However, meet officials reportedly deemed the band an item of jewelry and disqualified Schmidt from the 100-meter competition. He had received an earlier warning regarding a chain around his neck upon checking into the meet. The National Federation of High School Associations "jewelry rule" states: "For the first violation, the competitor shall be required to remove the jewelry before further competition and be issued a warning that a subsequent violation shall result in a disqualification from the event."
Schmidt posted a picture of the band on Twitter along with his sentiments: "All of this talk over this."
Schmidt currently owns the fastest 100 time of the season in Oregon's Class 5A with a time of 10.46 seconds, according to The Oregonian. While he did qualify for the state meet in both the 200 and long jump, he would not be able to compete in the 100 with a qualifying performance at the league meet.
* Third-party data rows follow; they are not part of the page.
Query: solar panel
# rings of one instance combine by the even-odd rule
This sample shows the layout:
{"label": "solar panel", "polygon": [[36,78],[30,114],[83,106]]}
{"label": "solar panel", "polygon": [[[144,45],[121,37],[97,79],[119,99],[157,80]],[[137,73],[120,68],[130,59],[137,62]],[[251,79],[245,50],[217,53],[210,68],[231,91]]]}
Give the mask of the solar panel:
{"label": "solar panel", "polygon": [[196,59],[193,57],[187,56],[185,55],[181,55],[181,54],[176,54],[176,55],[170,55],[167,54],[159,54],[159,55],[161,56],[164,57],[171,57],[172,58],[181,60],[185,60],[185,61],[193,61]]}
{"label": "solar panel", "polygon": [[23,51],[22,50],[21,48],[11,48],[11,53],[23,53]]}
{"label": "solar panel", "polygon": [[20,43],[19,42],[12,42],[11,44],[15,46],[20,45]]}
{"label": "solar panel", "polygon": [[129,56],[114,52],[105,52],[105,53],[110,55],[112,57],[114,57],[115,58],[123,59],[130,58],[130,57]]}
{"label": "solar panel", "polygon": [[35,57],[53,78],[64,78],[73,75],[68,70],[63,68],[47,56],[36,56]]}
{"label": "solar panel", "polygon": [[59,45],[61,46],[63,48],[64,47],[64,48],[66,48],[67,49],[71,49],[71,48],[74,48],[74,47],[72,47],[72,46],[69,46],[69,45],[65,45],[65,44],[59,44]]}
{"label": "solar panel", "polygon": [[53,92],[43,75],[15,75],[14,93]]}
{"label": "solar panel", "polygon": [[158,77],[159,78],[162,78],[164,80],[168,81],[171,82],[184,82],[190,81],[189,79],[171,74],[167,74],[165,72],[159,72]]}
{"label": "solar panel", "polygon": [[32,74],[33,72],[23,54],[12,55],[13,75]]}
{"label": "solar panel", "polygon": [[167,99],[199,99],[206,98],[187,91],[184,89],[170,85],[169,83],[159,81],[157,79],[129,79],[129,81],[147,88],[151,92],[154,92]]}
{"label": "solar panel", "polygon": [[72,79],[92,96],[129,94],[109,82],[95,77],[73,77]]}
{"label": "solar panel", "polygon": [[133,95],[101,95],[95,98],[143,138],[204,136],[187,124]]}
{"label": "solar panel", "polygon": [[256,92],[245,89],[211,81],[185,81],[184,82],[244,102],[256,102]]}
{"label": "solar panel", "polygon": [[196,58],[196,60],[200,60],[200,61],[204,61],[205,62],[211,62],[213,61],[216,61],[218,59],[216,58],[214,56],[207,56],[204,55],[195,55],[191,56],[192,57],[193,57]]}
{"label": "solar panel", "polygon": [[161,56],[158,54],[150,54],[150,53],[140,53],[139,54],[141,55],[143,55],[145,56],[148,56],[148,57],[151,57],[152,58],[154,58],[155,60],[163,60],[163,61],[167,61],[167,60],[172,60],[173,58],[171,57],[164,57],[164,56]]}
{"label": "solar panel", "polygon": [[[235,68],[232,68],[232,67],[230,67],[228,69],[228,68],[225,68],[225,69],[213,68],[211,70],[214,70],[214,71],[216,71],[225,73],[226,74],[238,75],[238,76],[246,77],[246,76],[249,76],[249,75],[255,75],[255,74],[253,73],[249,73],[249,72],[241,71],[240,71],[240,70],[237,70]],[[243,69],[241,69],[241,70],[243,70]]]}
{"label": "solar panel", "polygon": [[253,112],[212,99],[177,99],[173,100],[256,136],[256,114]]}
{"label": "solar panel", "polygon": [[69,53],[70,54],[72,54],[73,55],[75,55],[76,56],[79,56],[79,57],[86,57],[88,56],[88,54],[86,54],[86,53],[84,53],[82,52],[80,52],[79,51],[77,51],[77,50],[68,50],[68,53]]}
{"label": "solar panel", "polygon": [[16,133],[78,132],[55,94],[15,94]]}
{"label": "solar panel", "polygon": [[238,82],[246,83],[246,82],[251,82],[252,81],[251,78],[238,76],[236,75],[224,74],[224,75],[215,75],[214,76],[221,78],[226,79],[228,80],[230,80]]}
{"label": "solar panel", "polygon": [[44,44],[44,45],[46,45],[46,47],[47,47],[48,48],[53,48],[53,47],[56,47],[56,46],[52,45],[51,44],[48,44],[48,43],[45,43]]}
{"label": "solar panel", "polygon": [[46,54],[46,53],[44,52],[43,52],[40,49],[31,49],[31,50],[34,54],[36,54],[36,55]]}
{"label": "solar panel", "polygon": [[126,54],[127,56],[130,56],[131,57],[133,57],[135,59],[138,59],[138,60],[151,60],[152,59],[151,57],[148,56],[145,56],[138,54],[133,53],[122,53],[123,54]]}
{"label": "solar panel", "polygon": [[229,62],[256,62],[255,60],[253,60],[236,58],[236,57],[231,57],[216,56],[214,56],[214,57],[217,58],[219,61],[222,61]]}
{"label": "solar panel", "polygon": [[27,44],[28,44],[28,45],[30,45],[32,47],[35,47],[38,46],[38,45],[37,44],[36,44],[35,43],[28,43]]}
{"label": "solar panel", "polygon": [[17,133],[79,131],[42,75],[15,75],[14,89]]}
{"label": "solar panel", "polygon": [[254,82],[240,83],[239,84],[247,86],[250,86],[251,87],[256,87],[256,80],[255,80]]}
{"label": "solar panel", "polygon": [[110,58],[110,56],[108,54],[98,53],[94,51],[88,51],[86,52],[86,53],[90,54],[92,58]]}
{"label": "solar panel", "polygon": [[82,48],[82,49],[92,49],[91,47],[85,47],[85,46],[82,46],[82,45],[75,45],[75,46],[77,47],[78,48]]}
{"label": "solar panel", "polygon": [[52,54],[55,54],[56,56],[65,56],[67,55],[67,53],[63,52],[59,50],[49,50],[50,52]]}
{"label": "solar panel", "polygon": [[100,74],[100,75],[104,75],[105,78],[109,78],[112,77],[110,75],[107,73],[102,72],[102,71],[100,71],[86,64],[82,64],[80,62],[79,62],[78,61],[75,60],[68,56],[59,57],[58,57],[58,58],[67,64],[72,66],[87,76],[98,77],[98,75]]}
A shadow of hope still remains for Schmidt. Relaying a conversation he had with meet director Audrea Shelley, who was reportedly occupied elsewhere during Schmidt's race, Churchill coach George Walcott told The Oregonian his star sprinter would be allowed to run a preliminary heat by himself on Friday, the second day of the meet's competition. As The Register-Guard notes, Schmidt would have to eclipse North Eugene sophomore Zach Haxby's eighth-place time of 11.65 seconds in order to qualify.
However, Shelley told The Register-Guard, "It's not a done deal." She will reportedly meet with meet, school and state association officials before making her decision. “You of course want to err on the side of the student,” Shelley added. “We also want to make sure the rules are followed and follow the protocol.”